João F. Matias Rodrigues

Postdoctoral Researcher

Christian von Mering's lab

Institute of Molecular Life Sciences

University of Zürich

Switzerland

# Software :: HPC-CLUST

## Motivation

HPC-CLUST is a set of tools designed to cluster large numbers (>1 million) pre-aligned nucleotide sequences. HPC-CLUST performs the clustering of sequences using the Hierarchical Clustering Algorithm (HCA). There are currently three different cluster metrics implemented: single-linkage, complete-linkage, and average-linkage. There are currently 4 sequence distance functions implemented, these are: identity (gap-gap counting as match), nogap (gap-gap being ignored), nogap-single (like nogap, but consecutive gap-nogap's count as a single mismatch), tamura (distance is calculated with the knowledge that transitions are more likely than transversions).

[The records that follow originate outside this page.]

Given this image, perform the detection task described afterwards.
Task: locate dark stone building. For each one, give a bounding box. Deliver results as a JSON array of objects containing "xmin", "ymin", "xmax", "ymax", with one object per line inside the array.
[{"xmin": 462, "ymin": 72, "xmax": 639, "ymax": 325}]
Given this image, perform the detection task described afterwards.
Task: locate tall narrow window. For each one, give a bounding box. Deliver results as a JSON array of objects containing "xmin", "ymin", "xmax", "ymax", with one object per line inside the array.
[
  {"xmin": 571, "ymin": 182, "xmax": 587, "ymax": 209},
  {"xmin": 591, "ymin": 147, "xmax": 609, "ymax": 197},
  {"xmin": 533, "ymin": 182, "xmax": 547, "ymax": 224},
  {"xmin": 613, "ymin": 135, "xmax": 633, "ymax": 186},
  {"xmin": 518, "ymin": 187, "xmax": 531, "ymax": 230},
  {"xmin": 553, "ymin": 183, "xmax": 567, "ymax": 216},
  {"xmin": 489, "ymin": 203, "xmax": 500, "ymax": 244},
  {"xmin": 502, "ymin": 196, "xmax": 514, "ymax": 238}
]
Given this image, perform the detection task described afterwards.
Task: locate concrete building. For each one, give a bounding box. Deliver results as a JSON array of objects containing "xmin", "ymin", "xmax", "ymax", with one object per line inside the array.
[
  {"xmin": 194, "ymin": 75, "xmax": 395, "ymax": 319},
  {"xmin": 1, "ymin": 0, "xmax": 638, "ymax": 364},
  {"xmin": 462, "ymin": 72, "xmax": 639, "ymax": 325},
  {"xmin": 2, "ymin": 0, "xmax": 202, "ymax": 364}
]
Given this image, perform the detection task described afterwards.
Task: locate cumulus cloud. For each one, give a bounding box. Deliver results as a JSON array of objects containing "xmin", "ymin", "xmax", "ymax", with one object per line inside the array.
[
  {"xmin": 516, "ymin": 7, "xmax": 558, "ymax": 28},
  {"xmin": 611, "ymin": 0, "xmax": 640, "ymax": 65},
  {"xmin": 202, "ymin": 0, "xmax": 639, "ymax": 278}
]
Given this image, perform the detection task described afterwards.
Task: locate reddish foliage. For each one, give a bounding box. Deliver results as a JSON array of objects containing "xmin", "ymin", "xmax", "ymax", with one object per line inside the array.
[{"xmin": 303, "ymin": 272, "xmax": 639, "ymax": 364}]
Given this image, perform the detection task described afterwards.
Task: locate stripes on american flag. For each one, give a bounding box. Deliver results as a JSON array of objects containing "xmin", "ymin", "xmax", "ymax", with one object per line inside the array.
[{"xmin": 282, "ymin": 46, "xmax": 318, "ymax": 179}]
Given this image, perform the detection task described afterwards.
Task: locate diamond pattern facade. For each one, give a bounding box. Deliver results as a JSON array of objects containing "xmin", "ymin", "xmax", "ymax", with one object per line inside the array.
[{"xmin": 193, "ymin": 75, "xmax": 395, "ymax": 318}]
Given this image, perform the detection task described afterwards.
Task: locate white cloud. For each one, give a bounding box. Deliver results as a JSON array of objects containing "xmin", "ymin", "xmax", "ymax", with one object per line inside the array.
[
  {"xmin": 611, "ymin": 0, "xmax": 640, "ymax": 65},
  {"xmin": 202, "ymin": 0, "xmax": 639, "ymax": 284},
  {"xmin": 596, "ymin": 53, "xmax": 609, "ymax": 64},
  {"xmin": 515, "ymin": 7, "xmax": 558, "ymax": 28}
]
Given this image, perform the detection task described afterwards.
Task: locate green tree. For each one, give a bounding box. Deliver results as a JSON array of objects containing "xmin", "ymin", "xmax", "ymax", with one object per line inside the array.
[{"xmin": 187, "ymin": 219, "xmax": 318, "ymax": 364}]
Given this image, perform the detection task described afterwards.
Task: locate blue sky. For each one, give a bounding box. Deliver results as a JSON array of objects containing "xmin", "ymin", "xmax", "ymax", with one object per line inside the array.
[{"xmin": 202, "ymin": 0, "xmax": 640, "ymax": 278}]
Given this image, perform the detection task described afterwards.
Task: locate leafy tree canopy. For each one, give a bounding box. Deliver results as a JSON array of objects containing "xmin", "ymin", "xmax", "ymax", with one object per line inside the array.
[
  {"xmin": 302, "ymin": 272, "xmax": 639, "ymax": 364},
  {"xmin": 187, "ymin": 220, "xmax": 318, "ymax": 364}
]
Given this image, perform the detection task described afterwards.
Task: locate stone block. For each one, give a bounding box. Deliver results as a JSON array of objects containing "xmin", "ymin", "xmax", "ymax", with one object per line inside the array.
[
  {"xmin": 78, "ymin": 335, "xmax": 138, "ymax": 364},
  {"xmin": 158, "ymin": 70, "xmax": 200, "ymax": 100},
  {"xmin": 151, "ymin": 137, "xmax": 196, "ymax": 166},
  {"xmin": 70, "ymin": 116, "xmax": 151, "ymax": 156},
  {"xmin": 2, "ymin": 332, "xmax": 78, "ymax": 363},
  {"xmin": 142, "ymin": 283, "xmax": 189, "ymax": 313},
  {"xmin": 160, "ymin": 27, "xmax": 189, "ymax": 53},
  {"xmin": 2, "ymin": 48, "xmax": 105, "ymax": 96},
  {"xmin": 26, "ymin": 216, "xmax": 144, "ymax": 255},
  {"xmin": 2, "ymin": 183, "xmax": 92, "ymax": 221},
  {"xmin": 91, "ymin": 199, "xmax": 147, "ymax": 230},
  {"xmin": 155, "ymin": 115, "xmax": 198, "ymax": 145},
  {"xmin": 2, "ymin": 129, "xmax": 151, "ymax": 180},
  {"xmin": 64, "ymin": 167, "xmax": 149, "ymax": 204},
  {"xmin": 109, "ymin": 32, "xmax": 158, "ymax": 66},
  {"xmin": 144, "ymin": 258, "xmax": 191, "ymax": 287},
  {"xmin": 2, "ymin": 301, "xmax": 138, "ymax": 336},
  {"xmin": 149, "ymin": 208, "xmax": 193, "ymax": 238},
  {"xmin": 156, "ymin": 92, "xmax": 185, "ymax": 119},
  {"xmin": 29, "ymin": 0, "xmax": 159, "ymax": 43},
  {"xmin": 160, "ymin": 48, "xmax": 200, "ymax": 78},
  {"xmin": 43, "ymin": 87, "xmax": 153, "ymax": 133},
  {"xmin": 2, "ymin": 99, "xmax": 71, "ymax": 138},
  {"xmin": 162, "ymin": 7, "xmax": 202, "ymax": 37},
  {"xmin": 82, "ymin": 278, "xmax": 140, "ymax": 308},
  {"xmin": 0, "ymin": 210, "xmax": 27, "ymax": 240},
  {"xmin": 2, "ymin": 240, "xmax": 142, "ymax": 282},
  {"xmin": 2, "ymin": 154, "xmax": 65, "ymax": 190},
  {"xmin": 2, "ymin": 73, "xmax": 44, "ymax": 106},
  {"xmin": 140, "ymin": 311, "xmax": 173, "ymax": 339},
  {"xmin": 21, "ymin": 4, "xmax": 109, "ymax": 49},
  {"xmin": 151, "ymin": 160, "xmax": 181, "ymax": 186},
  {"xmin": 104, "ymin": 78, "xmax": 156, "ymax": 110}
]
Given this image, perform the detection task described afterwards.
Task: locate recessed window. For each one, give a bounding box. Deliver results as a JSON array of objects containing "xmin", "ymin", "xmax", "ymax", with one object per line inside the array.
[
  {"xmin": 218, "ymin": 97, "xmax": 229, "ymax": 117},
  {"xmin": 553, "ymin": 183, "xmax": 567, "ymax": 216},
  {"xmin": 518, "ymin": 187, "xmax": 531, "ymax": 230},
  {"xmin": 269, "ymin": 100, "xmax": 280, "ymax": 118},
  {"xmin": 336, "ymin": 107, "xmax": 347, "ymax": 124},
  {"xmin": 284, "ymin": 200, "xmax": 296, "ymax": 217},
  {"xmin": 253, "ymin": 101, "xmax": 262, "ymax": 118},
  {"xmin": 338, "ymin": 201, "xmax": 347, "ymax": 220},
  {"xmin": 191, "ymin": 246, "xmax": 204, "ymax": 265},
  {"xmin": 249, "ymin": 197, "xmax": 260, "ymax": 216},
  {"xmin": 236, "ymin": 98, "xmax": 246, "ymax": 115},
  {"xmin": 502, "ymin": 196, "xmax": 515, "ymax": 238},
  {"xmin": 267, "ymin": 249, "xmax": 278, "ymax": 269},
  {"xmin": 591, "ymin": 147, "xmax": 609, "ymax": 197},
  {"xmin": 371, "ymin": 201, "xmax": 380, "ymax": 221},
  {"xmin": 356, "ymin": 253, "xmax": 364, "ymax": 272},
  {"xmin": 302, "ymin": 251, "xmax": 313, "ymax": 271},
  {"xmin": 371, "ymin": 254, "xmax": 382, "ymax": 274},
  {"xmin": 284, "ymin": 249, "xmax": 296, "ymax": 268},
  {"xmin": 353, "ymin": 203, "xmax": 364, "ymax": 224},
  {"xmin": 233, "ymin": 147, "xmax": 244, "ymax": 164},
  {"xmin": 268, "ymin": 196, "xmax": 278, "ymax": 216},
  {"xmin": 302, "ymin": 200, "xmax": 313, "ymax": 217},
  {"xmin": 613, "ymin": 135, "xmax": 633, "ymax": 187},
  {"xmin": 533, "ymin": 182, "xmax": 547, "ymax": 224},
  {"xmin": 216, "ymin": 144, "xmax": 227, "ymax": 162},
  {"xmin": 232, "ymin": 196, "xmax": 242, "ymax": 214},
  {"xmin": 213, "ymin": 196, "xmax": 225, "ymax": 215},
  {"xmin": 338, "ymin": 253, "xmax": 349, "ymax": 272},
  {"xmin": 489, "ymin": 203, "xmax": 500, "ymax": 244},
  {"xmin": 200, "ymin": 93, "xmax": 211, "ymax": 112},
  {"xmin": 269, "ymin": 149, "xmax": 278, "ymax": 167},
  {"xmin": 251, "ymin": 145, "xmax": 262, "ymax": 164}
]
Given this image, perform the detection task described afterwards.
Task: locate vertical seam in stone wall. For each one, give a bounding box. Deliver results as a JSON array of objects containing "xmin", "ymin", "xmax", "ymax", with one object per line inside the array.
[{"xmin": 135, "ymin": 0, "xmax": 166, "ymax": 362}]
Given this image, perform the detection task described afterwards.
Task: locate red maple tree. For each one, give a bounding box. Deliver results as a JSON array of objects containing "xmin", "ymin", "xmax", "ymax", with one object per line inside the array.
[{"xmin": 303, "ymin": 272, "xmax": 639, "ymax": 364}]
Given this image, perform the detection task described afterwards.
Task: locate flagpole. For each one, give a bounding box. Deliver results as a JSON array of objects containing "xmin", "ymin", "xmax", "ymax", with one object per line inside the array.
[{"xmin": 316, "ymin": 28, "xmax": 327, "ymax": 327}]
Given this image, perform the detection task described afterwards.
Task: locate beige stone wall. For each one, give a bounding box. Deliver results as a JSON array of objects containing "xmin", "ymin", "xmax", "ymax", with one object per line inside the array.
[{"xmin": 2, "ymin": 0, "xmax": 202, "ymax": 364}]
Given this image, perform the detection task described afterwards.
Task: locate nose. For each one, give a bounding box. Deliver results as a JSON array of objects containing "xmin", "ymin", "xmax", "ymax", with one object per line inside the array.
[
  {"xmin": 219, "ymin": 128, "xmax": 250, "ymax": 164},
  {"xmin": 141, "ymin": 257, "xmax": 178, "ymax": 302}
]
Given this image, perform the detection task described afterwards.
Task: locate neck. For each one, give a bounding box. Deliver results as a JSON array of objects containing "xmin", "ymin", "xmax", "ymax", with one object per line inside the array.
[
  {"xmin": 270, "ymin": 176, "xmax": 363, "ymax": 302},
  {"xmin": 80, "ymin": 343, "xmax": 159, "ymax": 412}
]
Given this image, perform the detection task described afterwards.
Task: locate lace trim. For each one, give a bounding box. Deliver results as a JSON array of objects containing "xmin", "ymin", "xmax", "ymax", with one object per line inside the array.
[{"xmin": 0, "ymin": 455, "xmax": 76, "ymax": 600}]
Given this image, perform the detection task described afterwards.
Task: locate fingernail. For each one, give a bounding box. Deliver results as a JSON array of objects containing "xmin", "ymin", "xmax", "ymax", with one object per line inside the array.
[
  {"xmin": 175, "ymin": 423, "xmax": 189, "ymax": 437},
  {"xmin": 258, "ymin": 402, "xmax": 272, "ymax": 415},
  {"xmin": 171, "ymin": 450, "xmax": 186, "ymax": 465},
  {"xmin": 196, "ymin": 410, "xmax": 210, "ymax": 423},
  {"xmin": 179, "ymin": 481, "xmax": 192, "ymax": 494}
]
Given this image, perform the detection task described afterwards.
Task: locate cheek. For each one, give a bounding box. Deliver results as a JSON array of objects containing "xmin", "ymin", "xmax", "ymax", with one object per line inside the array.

One advantage that HCA has over other algorithms is that instead of producing only the clustering at a given threshold, it produces the set of merges happening at each threshold. With this approach, the clusters can be very quickly computed for every threshold with little extra computations. This approach also allows the plotting of the variation of number of clusters with clustering threshold without requiring the clustering to be run for each threshold independently.

Another feature of the way HPC-CLUST is implemented is that the single, complete, and average linkage clusterings can be computed in a single go with little overhead.